Saat aku kembali ke kediamanku, ternyata aku telah dinanti makan siang oleh karyawan ayahku. Seperti biasa, ia sudah memesan makanan yang sama-sama kami sukai. Namun kukatakan bahwa aku sudah makan tadi.
            “wah, bang, aku sudah makan tadi. Ah iya, tadi saat aku makan di lapangan Hiraq, ada yang berkelahi. Keren sekali seperti dalam sinetron. Kelihatannya, mereka memperebutkan cewek. Karena yang terlihat ada dua orang cowok, dan satu cewek. Tapi tidak lama, karena sang pedagang melerainya dan marah-marah menuntut ganti rugi.” Jelasku padanya. Yang kujelaskan tentangku tadi, namun bukan sebagai aku. Sebagai oang lain.

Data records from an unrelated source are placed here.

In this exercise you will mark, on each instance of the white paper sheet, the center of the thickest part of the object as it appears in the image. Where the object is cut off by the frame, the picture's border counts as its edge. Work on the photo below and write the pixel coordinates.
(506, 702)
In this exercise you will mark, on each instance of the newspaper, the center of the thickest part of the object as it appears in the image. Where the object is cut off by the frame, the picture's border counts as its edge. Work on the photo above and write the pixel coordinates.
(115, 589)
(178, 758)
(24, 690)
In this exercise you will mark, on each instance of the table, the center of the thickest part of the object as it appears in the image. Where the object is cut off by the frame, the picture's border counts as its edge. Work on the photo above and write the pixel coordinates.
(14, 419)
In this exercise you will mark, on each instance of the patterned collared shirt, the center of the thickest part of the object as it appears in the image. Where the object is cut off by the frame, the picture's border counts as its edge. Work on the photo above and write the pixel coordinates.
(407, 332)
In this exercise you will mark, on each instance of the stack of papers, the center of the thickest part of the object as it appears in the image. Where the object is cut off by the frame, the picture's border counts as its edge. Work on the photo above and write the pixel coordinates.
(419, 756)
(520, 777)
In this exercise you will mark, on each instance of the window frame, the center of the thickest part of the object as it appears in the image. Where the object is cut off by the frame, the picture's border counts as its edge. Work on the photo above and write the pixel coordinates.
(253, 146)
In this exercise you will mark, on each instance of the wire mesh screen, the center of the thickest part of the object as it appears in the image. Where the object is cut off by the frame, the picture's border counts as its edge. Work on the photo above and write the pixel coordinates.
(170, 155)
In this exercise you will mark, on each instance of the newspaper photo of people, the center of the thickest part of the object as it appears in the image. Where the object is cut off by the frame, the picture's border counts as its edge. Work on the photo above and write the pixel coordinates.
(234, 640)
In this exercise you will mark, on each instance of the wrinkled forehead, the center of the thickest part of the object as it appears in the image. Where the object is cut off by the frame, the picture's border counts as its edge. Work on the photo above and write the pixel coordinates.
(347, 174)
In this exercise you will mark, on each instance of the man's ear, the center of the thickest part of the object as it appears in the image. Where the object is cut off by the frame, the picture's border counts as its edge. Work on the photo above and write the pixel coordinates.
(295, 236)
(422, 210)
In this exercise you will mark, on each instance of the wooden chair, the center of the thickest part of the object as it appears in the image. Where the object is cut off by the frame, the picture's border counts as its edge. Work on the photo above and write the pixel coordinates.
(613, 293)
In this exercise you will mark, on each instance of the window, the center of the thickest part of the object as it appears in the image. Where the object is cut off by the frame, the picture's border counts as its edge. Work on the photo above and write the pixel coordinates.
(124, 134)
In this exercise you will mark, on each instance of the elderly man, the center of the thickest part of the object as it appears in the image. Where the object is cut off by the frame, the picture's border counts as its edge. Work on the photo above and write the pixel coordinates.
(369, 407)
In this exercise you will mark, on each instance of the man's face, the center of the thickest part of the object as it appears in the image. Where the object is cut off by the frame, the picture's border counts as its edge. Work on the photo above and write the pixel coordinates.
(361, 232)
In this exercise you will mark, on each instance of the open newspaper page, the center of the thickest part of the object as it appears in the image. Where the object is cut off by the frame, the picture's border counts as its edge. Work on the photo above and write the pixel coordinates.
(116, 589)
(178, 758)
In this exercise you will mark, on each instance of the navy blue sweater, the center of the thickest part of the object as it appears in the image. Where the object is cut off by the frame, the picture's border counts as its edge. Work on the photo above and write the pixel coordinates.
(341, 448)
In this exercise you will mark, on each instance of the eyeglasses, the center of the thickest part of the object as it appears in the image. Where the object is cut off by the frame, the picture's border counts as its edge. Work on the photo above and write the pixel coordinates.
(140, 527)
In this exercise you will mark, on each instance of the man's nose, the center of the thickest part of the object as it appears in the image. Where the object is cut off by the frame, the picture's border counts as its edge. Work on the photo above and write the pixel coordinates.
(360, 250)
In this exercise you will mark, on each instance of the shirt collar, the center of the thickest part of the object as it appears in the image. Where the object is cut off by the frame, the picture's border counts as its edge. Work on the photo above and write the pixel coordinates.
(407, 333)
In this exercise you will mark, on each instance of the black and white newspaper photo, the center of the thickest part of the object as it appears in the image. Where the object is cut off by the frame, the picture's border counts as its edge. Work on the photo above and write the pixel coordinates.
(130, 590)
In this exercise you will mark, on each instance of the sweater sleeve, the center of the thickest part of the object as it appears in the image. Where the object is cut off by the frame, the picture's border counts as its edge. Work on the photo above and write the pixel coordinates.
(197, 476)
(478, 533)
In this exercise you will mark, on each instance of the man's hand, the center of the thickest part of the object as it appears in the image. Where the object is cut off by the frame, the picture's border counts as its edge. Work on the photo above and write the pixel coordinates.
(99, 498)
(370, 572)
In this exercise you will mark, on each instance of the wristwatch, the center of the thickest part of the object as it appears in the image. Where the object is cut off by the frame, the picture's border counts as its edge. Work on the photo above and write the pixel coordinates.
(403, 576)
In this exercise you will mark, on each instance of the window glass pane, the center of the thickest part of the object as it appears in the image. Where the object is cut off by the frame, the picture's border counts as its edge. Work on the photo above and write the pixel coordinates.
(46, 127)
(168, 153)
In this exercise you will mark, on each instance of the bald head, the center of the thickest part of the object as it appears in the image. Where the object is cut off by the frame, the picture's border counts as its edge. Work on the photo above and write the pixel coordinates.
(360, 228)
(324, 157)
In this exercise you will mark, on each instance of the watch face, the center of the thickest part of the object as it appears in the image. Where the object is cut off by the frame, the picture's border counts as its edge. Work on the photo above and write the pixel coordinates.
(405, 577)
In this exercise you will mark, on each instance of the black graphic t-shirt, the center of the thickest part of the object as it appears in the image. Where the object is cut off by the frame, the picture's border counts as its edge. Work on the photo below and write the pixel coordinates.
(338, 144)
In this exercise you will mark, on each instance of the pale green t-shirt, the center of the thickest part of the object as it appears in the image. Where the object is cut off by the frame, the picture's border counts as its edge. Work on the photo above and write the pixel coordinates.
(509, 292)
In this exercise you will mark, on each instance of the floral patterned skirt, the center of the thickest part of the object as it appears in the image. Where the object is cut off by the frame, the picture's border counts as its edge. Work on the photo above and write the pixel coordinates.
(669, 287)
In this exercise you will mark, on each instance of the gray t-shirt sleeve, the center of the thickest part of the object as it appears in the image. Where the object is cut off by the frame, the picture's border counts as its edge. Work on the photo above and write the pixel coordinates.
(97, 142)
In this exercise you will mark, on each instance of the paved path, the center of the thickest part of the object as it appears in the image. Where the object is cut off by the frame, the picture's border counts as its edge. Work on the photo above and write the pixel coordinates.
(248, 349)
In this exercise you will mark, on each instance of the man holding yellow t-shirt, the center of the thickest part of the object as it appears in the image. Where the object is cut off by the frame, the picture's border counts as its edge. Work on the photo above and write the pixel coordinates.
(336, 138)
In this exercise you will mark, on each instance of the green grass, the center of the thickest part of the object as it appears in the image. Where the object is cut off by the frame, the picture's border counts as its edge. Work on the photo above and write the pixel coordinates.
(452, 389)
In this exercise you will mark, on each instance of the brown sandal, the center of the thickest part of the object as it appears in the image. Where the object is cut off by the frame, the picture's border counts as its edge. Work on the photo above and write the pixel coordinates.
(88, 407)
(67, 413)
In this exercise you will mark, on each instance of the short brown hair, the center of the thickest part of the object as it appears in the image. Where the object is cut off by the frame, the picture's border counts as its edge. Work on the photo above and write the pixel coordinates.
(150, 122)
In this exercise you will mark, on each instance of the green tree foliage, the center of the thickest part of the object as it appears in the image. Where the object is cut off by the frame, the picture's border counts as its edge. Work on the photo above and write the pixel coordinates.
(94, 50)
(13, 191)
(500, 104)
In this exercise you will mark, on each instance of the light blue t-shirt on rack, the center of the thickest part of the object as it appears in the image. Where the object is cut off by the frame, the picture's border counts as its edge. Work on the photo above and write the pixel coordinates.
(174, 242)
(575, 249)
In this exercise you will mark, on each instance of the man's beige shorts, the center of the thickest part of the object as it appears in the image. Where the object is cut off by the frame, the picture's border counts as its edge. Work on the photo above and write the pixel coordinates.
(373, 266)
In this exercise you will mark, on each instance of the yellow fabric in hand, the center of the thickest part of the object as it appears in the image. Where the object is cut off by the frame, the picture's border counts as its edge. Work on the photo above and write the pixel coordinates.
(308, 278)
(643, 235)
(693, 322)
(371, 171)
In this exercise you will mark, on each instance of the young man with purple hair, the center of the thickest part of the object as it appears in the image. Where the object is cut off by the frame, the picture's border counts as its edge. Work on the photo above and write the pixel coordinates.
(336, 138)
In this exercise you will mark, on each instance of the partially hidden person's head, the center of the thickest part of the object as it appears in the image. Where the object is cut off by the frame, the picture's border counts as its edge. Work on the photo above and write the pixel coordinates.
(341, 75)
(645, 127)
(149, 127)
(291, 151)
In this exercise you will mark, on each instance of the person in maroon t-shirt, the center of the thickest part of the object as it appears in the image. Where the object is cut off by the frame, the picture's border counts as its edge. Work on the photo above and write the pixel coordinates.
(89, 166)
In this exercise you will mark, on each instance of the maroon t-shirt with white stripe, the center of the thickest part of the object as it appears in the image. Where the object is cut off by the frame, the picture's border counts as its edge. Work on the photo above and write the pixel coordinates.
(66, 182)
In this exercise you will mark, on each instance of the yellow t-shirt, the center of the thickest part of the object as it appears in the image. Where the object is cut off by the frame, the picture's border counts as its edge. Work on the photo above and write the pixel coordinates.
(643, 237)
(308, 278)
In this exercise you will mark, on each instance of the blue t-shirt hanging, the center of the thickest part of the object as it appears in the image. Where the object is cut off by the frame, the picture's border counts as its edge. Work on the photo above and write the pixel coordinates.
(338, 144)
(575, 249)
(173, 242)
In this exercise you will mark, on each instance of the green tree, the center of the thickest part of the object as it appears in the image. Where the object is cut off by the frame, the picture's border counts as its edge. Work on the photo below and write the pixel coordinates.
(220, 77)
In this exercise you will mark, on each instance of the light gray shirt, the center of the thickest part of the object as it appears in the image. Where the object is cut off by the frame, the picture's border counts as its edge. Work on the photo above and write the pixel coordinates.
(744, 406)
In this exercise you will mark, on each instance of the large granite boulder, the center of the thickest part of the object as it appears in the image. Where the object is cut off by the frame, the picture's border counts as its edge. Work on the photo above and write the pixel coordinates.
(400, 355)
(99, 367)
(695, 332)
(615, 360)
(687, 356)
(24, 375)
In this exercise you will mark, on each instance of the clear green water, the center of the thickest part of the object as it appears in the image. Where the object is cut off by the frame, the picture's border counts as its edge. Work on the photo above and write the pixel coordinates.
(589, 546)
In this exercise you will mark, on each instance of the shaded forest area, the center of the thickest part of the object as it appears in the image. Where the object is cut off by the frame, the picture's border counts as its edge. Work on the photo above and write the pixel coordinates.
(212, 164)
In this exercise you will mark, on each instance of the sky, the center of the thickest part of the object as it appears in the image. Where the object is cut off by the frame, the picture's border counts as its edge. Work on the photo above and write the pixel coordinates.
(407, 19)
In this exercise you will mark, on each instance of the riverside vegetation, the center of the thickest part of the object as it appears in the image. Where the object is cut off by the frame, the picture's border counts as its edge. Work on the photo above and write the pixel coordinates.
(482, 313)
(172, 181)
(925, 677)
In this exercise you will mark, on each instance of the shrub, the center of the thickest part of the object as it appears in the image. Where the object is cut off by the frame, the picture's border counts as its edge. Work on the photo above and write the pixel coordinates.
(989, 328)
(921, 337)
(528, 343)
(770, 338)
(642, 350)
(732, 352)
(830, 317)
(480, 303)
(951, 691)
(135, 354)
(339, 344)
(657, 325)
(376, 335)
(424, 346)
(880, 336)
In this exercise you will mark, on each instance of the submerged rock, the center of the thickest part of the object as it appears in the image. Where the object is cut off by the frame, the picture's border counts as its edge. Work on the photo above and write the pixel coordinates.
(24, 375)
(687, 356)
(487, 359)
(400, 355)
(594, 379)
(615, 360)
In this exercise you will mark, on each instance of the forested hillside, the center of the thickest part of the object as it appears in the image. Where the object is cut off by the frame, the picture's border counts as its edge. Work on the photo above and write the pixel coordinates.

            “begitulah anak muda sekarang. Mau dikata apa. Kau harus tahu satu hal, kau kan masih muda. Tentang wanita itu, jika kau merasa disaingi, atau seperti kejadian tadi. Jika ada orang lain yang mengejarnya juga, pecayalah, lebih baik kau menyerah dan jauhi saja wanita itu. Karena ia sudah menjadi murahan. Maksudku, iya sudah wajar wanita diperebutkan seperti itu. Tapi jika sudah sampai pada taraf kalimat pemilihan, (pilih aku atau dia), kau akan dibuat menjadi barang pertimbangan, ia akan memilih salah seorang diantara kalian. Salah satunya akan merasa senag dan lainnya akan merasa sangat kecewa. Ternyata dari awal bukan hanya kau seorang yang dipertimbangkannya tapi ada satu, dua bahkan lebih. Mereka yang telah lebih dulu leluasa.” Jelasnya panjang lebar, aku menangapinya dengan khidmat. Perfect.

            “bukan maksud mengajari, tapi sebagai orang yang lebih tua dan lebih berpengalaman darimu, aku hanya berbagi. Ayo makan lagi.”